1tsp garlic salt OR one clove of garlic, finely chopped
Pinch of salt and pepper
300ml vegetarian stock
1 pot crème fraiche
2tbsp Worchester sauce
Pasta or rice to serve alongside your stroganoff
Heat 2tbsp of olive oil in pan, sprinkling in paprika, garlic, salt and pepper.
Once the olive oil is hot, add in the mushrooms, and fry for around five minutes.
Turn down the heat on your hob, then add 300ml of vegetarian stock to your pan.
Gently stir in one whole pot of crème fraiche, until the dish is cream in colour.
Add 2tbsp of Worchester sauce to the pan, and stir in gently.
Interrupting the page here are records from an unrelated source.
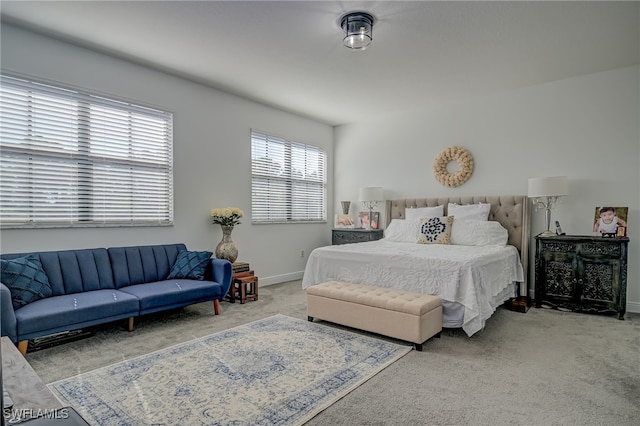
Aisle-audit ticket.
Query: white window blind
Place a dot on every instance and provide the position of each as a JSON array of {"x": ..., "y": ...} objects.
[
  {"x": 288, "y": 179},
  {"x": 75, "y": 159}
]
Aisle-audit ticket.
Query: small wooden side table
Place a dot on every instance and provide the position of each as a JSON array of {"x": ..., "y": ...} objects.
[{"x": 246, "y": 284}]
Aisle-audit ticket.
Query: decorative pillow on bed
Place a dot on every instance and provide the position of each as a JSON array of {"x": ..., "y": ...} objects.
[
  {"x": 478, "y": 233},
  {"x": 478, "y": 211},
  {"x": 190, "y": 265},
  {"x": 423, "y": 212},
  {"x": 26, "y": 279},
  {"x": 436, "y": 230},
  {"x": 402, "y": 231}
]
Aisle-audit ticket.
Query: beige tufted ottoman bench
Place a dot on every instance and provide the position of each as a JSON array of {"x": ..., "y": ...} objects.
[{"x": 394, "y": 313}]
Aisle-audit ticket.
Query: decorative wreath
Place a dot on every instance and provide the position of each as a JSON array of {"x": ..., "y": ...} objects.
[{"x": 465, "y": 166}]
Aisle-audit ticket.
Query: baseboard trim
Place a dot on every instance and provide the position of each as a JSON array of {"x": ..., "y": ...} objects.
[{"x": 277, "y": 279}]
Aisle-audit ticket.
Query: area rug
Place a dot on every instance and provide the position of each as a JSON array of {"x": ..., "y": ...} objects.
[{"x": 276, "y": 371}]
Leave the stroganoff to thicken, ensuring the heat on your hob remains low. The dish should take between 20 and 30 minutes to thicken. For the best results, stir the dish frequently, to prevent it from sticking to the bottom of the pan, and ensure it never boils. Taste the dish regularly, and add more flavouring if needed.
Whilst the stroganoff simmers, prepare pasta, rice, or even bread to serve alongside the dish.
When the stroganoff reaches a thick, silky consistency, and any liquid that is left in the pan is creamy rather than watery, it’s ready to serve.